I wonder why this code compiles (with g++). It seems the argument of template function is deduced from the type of p? Is this standard behavior?

Edit: I came up with a possible explanation. That assignment has signature:

void(*&)(int&)operator=(void(*)(int&));

So func is actually deduced from the input argument type of operator=, rather than from type of p directly. Is that correct?

Answer 1

Is this standard behavior?

Yes it is. Template argument deduction also happens when you take the address of a function template (such as you do when assigning to or initializing a function pointer). It's explicitly allowed in [temp.deduct.funcaddr]/1 :

Template arguments can be deduced from the type specified when taking the address of an overloaded function. The function template's function type and the specified type are used as the types of P and A, and the deduction is done as described in [temp.deduct.type].

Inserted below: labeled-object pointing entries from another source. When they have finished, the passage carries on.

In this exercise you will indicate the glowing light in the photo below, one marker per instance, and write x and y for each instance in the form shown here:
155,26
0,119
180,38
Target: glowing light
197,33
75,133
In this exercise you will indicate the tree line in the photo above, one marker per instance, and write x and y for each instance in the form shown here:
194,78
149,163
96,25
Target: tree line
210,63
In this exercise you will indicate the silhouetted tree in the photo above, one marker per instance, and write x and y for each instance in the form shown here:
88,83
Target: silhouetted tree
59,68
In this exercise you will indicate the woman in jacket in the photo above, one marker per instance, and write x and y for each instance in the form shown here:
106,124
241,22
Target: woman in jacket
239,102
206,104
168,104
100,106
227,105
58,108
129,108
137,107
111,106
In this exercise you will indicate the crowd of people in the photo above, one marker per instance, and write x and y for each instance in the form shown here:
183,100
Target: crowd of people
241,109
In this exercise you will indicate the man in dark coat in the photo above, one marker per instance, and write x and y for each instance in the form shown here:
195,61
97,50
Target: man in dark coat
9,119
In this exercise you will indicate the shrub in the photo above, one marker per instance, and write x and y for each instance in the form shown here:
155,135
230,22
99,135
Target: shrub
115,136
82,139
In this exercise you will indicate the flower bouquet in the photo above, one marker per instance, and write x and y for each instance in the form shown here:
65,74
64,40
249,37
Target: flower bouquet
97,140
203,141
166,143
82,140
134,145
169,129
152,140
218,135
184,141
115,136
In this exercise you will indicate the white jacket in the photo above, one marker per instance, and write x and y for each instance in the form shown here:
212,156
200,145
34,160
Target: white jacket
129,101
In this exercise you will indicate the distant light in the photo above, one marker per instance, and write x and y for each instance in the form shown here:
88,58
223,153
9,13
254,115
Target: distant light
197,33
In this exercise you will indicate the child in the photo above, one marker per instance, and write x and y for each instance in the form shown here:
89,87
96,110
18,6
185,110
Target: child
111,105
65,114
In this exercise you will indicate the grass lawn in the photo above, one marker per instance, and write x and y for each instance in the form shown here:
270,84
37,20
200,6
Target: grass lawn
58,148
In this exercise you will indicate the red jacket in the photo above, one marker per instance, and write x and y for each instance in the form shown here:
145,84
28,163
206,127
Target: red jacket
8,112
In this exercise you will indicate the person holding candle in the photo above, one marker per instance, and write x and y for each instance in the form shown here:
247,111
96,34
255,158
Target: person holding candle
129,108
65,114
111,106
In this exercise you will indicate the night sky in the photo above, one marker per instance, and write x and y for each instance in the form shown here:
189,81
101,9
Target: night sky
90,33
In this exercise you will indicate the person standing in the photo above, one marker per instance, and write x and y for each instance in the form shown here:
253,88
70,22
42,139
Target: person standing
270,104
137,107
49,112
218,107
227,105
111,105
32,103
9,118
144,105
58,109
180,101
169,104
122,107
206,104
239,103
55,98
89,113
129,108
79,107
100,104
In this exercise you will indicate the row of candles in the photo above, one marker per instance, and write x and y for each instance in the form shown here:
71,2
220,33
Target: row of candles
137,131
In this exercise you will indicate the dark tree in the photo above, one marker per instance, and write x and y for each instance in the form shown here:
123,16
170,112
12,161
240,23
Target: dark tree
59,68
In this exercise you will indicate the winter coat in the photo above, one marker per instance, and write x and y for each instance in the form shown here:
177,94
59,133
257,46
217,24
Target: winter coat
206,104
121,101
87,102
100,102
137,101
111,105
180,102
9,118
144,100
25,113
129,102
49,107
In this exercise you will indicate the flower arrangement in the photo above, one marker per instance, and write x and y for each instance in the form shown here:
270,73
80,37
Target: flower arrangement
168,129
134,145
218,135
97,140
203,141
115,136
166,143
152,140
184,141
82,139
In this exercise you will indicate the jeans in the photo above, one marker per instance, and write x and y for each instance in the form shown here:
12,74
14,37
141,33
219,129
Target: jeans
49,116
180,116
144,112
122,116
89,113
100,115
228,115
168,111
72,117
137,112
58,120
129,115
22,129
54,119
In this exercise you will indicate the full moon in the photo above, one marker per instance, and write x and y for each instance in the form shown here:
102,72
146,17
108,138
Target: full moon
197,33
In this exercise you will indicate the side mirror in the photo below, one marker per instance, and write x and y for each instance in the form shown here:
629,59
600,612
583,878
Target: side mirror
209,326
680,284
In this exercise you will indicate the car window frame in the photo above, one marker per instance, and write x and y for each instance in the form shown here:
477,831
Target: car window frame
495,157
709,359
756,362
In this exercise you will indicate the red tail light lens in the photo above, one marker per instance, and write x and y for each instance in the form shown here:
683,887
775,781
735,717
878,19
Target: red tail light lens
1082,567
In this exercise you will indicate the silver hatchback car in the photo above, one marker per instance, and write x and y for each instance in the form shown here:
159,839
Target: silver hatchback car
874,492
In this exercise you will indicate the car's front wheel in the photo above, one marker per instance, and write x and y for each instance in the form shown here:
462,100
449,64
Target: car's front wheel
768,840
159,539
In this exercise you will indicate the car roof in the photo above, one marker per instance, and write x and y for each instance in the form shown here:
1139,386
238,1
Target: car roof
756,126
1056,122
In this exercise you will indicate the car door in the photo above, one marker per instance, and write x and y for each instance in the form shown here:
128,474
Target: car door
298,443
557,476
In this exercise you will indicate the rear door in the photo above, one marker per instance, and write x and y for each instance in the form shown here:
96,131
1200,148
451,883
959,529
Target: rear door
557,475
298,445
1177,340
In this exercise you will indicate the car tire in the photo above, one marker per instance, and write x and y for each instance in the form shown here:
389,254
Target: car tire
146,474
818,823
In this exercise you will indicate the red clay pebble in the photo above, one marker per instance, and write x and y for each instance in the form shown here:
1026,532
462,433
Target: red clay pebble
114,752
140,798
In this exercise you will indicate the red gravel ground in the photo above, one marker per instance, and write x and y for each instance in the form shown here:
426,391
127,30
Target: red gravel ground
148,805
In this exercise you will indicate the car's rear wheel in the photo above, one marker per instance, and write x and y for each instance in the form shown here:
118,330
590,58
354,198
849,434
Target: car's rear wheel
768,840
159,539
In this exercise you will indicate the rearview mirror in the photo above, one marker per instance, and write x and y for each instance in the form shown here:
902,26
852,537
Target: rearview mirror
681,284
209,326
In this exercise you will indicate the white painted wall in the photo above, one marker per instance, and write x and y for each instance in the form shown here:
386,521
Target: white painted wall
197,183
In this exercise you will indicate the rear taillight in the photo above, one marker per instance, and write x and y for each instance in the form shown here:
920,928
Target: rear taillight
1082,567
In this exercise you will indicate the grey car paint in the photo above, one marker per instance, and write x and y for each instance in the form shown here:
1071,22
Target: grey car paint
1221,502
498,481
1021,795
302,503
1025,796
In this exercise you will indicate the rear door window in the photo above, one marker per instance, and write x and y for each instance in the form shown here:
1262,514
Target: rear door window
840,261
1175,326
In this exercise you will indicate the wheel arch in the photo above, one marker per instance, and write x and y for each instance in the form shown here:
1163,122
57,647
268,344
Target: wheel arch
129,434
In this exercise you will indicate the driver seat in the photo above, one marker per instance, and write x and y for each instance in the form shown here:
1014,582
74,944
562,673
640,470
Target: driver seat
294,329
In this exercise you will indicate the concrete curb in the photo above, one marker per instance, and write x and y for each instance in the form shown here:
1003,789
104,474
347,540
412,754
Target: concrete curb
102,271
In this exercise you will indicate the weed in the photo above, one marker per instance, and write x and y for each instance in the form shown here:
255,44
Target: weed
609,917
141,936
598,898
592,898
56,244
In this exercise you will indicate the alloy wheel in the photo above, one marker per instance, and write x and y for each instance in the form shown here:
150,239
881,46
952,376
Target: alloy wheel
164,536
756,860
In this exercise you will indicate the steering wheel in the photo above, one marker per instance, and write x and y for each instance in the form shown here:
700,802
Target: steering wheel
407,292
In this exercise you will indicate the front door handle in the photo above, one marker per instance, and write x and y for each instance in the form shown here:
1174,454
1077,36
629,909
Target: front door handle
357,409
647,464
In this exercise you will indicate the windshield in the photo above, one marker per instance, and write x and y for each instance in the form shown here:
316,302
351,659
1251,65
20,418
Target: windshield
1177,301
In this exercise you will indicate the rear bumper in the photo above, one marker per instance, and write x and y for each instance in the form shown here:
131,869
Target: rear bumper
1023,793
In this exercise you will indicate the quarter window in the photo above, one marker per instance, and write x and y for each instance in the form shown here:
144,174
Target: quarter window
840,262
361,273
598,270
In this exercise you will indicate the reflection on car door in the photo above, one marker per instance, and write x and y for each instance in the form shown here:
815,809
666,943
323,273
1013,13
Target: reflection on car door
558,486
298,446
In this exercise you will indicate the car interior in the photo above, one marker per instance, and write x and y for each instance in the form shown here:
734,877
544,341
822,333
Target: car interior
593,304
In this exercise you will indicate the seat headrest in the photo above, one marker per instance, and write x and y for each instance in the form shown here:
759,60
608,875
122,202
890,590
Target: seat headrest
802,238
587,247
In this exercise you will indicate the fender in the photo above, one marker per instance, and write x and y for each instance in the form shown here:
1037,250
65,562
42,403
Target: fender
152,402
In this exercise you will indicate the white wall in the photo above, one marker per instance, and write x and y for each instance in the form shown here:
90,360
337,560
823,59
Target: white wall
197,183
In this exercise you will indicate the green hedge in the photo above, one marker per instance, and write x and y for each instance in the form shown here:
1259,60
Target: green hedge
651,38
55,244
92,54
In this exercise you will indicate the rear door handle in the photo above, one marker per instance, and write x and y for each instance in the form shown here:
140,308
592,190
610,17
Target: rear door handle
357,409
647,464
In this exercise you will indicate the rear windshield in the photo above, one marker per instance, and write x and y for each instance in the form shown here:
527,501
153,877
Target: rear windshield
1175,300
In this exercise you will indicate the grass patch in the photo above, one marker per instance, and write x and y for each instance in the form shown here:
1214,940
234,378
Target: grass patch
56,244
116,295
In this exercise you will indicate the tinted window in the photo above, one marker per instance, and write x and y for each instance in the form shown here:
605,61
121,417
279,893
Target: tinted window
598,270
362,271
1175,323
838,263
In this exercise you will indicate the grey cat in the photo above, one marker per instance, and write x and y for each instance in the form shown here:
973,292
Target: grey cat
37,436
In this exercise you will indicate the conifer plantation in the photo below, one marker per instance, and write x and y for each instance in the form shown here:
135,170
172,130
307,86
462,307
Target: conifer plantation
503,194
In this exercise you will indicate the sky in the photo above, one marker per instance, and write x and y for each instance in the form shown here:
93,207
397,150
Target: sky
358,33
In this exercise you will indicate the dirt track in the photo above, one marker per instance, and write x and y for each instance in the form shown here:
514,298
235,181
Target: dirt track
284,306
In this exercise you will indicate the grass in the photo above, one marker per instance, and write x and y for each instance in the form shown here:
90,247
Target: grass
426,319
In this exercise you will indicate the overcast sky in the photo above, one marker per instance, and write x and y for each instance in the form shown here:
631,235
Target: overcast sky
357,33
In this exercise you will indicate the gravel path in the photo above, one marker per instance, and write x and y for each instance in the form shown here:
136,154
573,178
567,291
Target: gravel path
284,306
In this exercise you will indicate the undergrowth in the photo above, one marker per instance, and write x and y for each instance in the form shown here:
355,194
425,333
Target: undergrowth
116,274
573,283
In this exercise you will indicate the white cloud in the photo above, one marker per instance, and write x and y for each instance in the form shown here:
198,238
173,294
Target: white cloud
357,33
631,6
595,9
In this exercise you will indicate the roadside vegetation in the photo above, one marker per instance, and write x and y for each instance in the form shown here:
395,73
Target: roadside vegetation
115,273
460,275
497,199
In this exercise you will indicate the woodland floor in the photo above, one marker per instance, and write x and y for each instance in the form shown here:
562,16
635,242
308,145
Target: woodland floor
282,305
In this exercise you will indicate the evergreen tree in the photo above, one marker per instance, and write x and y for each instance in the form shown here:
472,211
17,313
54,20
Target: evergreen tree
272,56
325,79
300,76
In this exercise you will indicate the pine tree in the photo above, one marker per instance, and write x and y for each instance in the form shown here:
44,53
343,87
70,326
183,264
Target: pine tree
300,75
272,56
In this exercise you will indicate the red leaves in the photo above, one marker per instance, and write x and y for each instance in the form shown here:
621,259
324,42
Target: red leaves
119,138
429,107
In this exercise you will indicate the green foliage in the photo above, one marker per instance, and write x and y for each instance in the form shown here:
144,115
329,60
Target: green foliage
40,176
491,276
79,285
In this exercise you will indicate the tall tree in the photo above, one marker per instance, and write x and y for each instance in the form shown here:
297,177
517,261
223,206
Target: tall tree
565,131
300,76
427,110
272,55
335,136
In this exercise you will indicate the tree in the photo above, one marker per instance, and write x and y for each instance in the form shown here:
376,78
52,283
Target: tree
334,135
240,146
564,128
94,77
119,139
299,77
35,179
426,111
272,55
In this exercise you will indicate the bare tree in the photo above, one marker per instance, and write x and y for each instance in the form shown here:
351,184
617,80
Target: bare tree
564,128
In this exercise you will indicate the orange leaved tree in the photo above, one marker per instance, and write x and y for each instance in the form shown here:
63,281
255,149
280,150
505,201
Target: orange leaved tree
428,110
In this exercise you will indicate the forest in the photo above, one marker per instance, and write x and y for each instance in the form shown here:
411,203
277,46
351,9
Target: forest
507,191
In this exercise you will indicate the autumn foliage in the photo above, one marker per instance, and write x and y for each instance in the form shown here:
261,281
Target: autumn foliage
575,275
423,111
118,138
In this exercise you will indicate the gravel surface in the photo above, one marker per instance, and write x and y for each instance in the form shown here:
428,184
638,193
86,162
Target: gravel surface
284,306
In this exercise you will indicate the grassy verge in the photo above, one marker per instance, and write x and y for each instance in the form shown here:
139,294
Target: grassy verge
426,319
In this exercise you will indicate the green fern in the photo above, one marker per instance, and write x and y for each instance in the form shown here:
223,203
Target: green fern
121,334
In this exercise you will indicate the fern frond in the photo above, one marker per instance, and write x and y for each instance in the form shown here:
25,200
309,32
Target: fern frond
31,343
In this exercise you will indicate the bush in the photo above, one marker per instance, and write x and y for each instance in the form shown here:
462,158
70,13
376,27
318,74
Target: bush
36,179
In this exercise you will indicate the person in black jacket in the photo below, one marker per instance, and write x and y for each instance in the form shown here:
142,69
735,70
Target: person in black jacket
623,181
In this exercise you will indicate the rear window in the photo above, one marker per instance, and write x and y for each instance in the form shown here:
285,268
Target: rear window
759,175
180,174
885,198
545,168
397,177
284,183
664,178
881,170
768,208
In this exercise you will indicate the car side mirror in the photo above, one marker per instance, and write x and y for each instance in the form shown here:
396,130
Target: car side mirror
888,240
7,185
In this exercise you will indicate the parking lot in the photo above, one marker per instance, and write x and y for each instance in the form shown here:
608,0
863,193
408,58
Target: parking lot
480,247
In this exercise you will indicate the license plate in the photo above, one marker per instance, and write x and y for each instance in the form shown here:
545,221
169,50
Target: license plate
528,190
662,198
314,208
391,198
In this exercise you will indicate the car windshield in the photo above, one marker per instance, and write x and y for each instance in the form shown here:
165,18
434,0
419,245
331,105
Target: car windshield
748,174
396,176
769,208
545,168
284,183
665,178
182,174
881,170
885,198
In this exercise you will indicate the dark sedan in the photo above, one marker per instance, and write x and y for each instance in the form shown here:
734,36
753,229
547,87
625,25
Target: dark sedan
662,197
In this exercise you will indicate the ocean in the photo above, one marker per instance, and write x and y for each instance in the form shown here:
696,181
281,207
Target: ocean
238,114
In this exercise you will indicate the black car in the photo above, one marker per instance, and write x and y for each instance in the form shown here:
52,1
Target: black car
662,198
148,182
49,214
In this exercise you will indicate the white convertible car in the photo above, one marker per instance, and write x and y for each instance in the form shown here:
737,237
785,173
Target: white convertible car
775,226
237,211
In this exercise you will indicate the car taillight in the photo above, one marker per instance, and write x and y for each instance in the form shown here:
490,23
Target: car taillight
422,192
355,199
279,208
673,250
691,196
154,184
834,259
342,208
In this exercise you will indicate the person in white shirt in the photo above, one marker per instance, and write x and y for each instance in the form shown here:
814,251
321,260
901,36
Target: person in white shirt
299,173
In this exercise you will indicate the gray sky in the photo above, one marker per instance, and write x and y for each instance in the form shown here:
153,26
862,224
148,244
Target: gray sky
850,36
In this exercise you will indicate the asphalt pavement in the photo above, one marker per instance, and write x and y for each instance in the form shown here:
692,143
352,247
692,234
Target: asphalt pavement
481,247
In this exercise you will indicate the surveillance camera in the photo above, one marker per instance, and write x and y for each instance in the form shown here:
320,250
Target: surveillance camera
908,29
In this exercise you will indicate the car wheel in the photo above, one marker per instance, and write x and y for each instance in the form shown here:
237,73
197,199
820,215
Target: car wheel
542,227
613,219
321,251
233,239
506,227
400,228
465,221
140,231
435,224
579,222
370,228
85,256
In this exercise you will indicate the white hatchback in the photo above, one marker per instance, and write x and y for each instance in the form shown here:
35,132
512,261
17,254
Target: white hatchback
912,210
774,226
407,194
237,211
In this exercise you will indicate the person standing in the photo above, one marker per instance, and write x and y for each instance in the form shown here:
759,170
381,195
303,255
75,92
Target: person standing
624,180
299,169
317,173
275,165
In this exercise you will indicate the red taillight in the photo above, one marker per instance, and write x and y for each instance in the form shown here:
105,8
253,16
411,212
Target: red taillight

The function pointer type provides the argument ( A in the above paragraph).

So func is actually deduced from the input argument type of operator=, rather than from type of p directly. Is that correct?

Not really. For one, it's not assignment, it's initialization that you are doing. And even if it was using an overloaded operator= function, you'd need deduction to initialize the argument for the assignment operator, which brings you back to square one.